The door opened to let in Thompson.
‘We have news.’
‘Spit it out.’ Barnes jumped up.
‘Between five and six a Metropolitan policeman, returning to his house after his shift, saw a Mercedes of the same description as our alert enter the garage of a house on Clapham.’
‘What are we waiting for, gentlemen?’ Barnes asked as he grabbed his gun.
43
Mirella
May 7, 1983
At the age of sixteen the libido renewed itself every second that passed. The awakening of sensual, lustful feelings, satisfied with the simple stare of a longing male, avid for a contact that is never permitted. The first steps in the art of seduction began, the looks, the signs one body sends to another, under control at this stage or not, affected by an urgent immaturity satisfied by a simple smile, an anxious voice greeting one from a distance, a compliment shouted from a Lambretta that made one blush secretly, the more direct the better, a furtive touch, without delicacy, on a buttock covered with a tight skirt. Triumph was an invitation to go out, or a kiss on the mouth, with or without the tongue, according to what she wanted — it’s always she who asks — or, the gold medal, an invitation to dinner with an older man. Not with just any twenty-year-old student, studying architecture or law, which would also be a victory, but with a man turning thirty-seven or forty, with a car, house, settled life, perhaps divorced, in fact separated, one or two children he doesn’t bother to mention, desiring the new feeling of a younger woman, a woman capable of turning the clock back to former years of passion.
Mirella looked at herself in the mirror for the umpteenth time. One couldn’t run risks in an encounter of this kind. Any error was harmful, able to shake the confidence of an adolescent who considered herself an adult. Of course she wasn’t actually thinking of these technicalities. She acted with an instinct for self-preservation humans can’t escape no matter how intelligent they consider themselves.

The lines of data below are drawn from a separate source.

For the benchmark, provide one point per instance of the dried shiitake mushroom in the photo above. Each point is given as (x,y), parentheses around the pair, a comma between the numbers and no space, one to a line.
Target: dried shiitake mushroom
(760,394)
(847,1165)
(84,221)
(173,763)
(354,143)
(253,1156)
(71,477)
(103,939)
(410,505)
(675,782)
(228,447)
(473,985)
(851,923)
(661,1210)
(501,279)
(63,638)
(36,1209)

Obviously, when she was sixteen, her parents were not going to permit a candlelit romantic dinner, as she imagined, with a man old enough to be her father, enchanted with her femininity, ready to smother her with expensive presents and endless gallantries. So she’d accepted his suggestion to tell her parents she was staying with an old friend from school. That way no suspicions were aroused. Not to do that invited a serious paternal interrogation that would conclude with a prohibition without appeal, tears on Mirella’s part, locking herself in her bedroom for hours lamenting her bad luck and cursing her bad parents, and a long face for days until she found a new source of diversion to make her forget the previous one. But none of that was necessary.
‘Where are you going to eat?’ asked her mother, who had just come in the bedroom where Mirella, elegant and beautiful, was admiring herself in the mirror.
‘At Campo dei Fiori. I still don’t know where,’ Mirella replied without taking her eyes off what looked like the inopportune beginning of a pimple on her chin. ‘What a bother. It’s starting to look red.’